Já escrevi aqui sobre a precariedade de todos os técnicos que estão aí na crista da onda do “mundo da bola”, tentando analisar os motivos desse fenômeno social, observando alguns caminhos de entendimento. Nesse sentido, não vou me repetir. Como também, nessa linha, vejo como Fred é o nosso técnico, em campo, à moda antiga. Como? Sendo criativo, manjando de esquemas de jogo, táticas e jogadas ensaiadas. Sabendo quando e onde atacar, defender e segurar o jogo. Ele arma o time sem olhar para Abel, e sem desrespeitá-lo. Não mostra arrogância e escuta a experiência de Deco, como no jogo com o Boca Jrs. Alguém se lembra? Penso que sim. Que cena marcante a troca de poucas palavras antes do primeiro gol, hein? Vez por outra, Fred faz o pivô enquanto procura alguém bem posicionado pra fazer a jogada, aproveitando seu tamanho, e não porque é um desengonçado. Recusa-se a dar a bola toca ruim para seus colegas. Joga em equipe – indo contra a onda de individualismos que assola nossa sociedade, e, claro, o “mundo da bola”. Ele não cava pênaltes, tenta o gol. Não enfatiza a força, mas sim a mira, a bola bem colocada. Enfrenta juízes, peita os adversários estrangeiros, mostra que não é um bobão, que não se intimidará. Por tudo isso, ele foi, sim, fundamental no título nacional de 2010, no Tri!
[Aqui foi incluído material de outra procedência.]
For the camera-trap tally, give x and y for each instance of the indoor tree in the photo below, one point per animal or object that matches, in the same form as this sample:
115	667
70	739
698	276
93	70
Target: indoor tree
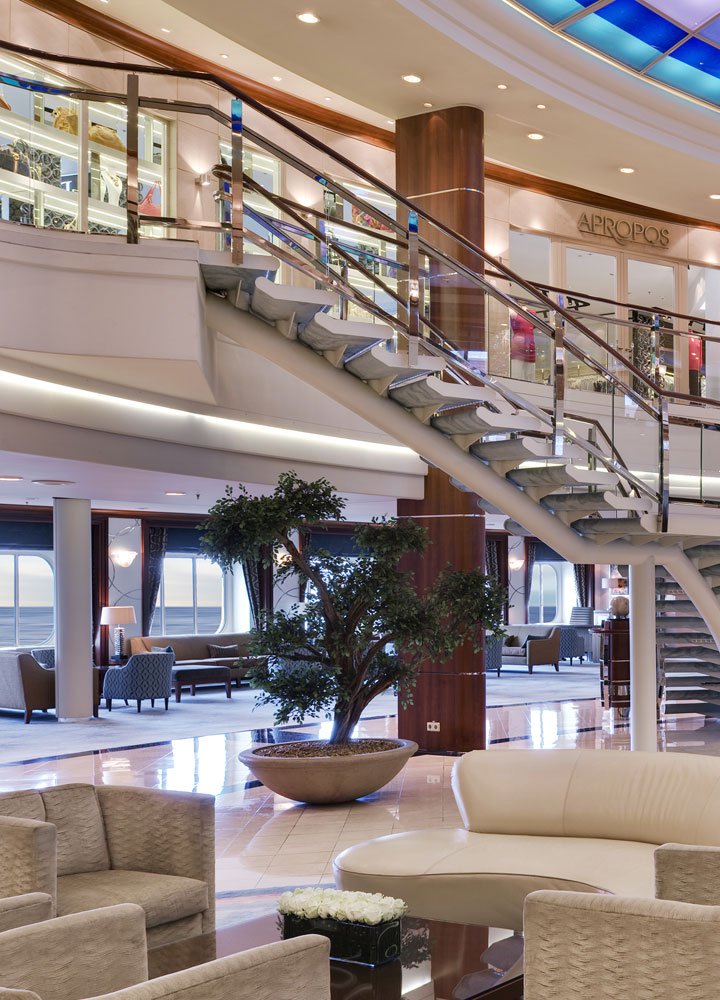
363	627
Nem sempre consegue de primeira. Mas tenta, e tenta, e vai tentando até conseguir. Quando não atinge seu objetivo, se levanta, ergue a cabeça e segue em frente. Não liga para paspalhices numéricas, que Paulo Andel desmistifica a cada semana aquilo que muitos tentam nos empurrar goela abaixo como sendo estatísticas – sem se quer saberem a diferença para probabilidades. Fred faz como o Flu, e esse time do Flu, desde 2009, como Fred.
Obrigado, Fred, por fazer ainda valer a pena ver alguns jogos de futebol. É bom tê-lo no meu time de coração!